From time to time, I get a service call asking me to break into a Cisco router or an ASA or a PIX. In most cases, the device was deployed a long time ago and nobody remembers the password. Or they have a copy of the config but the password was stored in the encrypted format.
If you have the password in encrypted format, you might luck out if it is a commonly-used value such as 8Ry2YjIyt7RRXU24 (password is blank) or 2KFQnbNIdI.2KYOU (password is “cisco”). You can try to brute force it with John the Ripper, or Cain and Abel, or some precomputed rainbow table. The time required to brute force a complex password will depend on the character set used in the password, the length of the password, and the speed of the computer that is running Cain & Abel. Might take an ice age to brute force it. Would it be worth the time?
You might have better luck with a bit of lateral thinking. Just paste the encrypted password into Google and see if anyone has posted their own config in some Google-indexed forum somewhere. If their encrypted password is the same value as your mystery password, they are using that same password. Can you ask the poster what their password is?
Other lateral puzzle approaches include: looking for other places that the password may have been stored. Let’s hope it’s not on a Post-It note underneath the keyboard. On a typical network, the documentation is all stored in the same place; a file share, a local directory, a KeePass archive. Maybe a hard copy in the server room. Some of it may not be encrypted. Many admins will use the same password in different systems. The ASA enable password might be the same as the domain administrator password. Might be in the old admin’s email archive. You never know, the sort of sensitive shit people email unencrypted to themselves. That’s the main reason I have to nuke lost Blackberrys from the corporate BES. No screen lock password on your Blackberry AND you emailed naughty photos to yourself? Dude.
You can try to guess the password. Name of company. Name of admin. Name of admin’s dog/cat/child/soccer team/favorite pornstar.
If you have physical access to the ASA, you can probably reset the password. Pretty painless. Just boot into ROMMON mode, change the configuration register value to 0x41 so that the ASA boots without loading the startup config. This means you’re in without needing a password. Then you can copy the startup config into the running config, and you can change the password.

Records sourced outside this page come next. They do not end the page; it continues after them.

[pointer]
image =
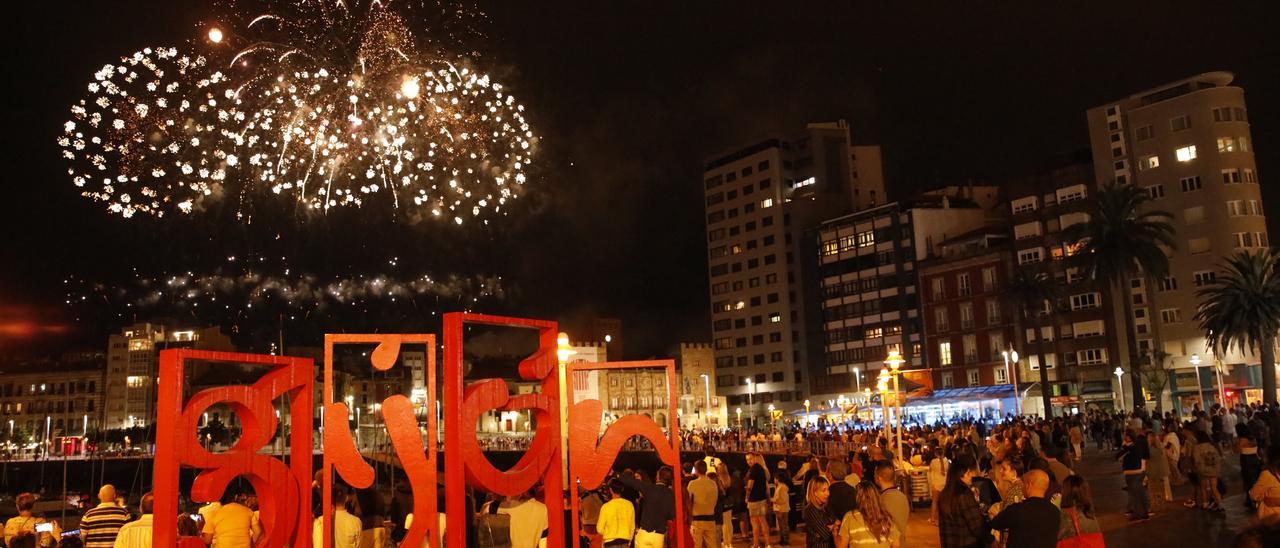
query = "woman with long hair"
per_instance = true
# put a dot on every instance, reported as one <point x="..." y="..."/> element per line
<point x="1266" y="491"/>
<point x="961" y="524"/>
<point x="818" y="523"/>
<point x="1251" y="467"/>
<point x="868" y="525"/>
<point x="1208" y="466"/>
<point x="1078" y="517"/>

Reboot the ASA. When you see the following text, press the BREAK or ESC key.
Use BREAK or ESC to interrupt boot. Use SPACE to begin boot immediately.
You are now in ROMMON mode, as indicated by the prompt.
rommon #0> confreg Current Configuration Register: 0x00000001 Configuration Summary: boot default image from Flash
Take note of the value of the Current Configuration Register. You are going to be prompted to answer several questions, and based on your answers, the ASA’s Configuration Register is going to be changed to a different value. You’ll want to set the Configuation Register back to its original value after you have reset the ASA password.
Do you wish to change this configuration? y/n [n]: y enable boot to ROMMON prompt? y/n [n]: enable TFTP netboot? y/n [n]: enable Flash boot? y/n [n]: y select specific Flash image index? y/n [n]: disable system configuration? y/n [n]: y go to ROMMON prompt if netboot fails? y/n [n]: enable passing NVRAM file specs in auto-boot mode? y/n [n]: disable display of BREAK or ESC key prompt during auto-boot? y/n [n]: Current Configuration Register: 0x00000041 Configuration Summary: boot default image from Flash ignore system configuration Update Config Register (0x41) in NVRAM...
Type boot. Now the ASA is going to boot the OS, but it will load the default config instead of the startup config.
rommon #1> boot
Get into privileged EXEC mode and hit ENTER when prompted for the enable password. Then copy the startup config into the running config.
ciscoasa> en Password: ciscoasa# copy start run Destination filename [running-config]?
Get into global configuration mode and make the changes that you want, e.g. change the enable password. You have total access now, so you can change anything that you want.
ciscoasa# conf t ciscoasa(config)# enable password cisco
When you have finished making all the changes to the config, reset the Configuration Register back to its original value and save the config.
ciscoasa(config)# config-register 0x1 ciscoasa(config)# wr mem
What is the Configuration Register?
The Configuration Register value is a hex value that specifies various boot parameters for the ASA, such as which boot image to use, whether or not to boot the startup config, or whether to perform the ROMMON countdown.
You can set it while you are in ROMMON mode with the confreg command. For example, you could type confreg 0x41 and you won’t be prompted to answer all those questions in the instructions above. (Because the questions only serve as a human-friendly way to formulate the value of the Configuration Register. By specifying “0x41″, you have already provided the value.) However, if you just type confreg, it will display the current value of the Configuration Register. This is important if you need to find out the existing value of the Configuration Register.
rommon #0> confreg 0x41
You can also set the value of the Configuration Register while you are in the global configuration mode with the config-register command.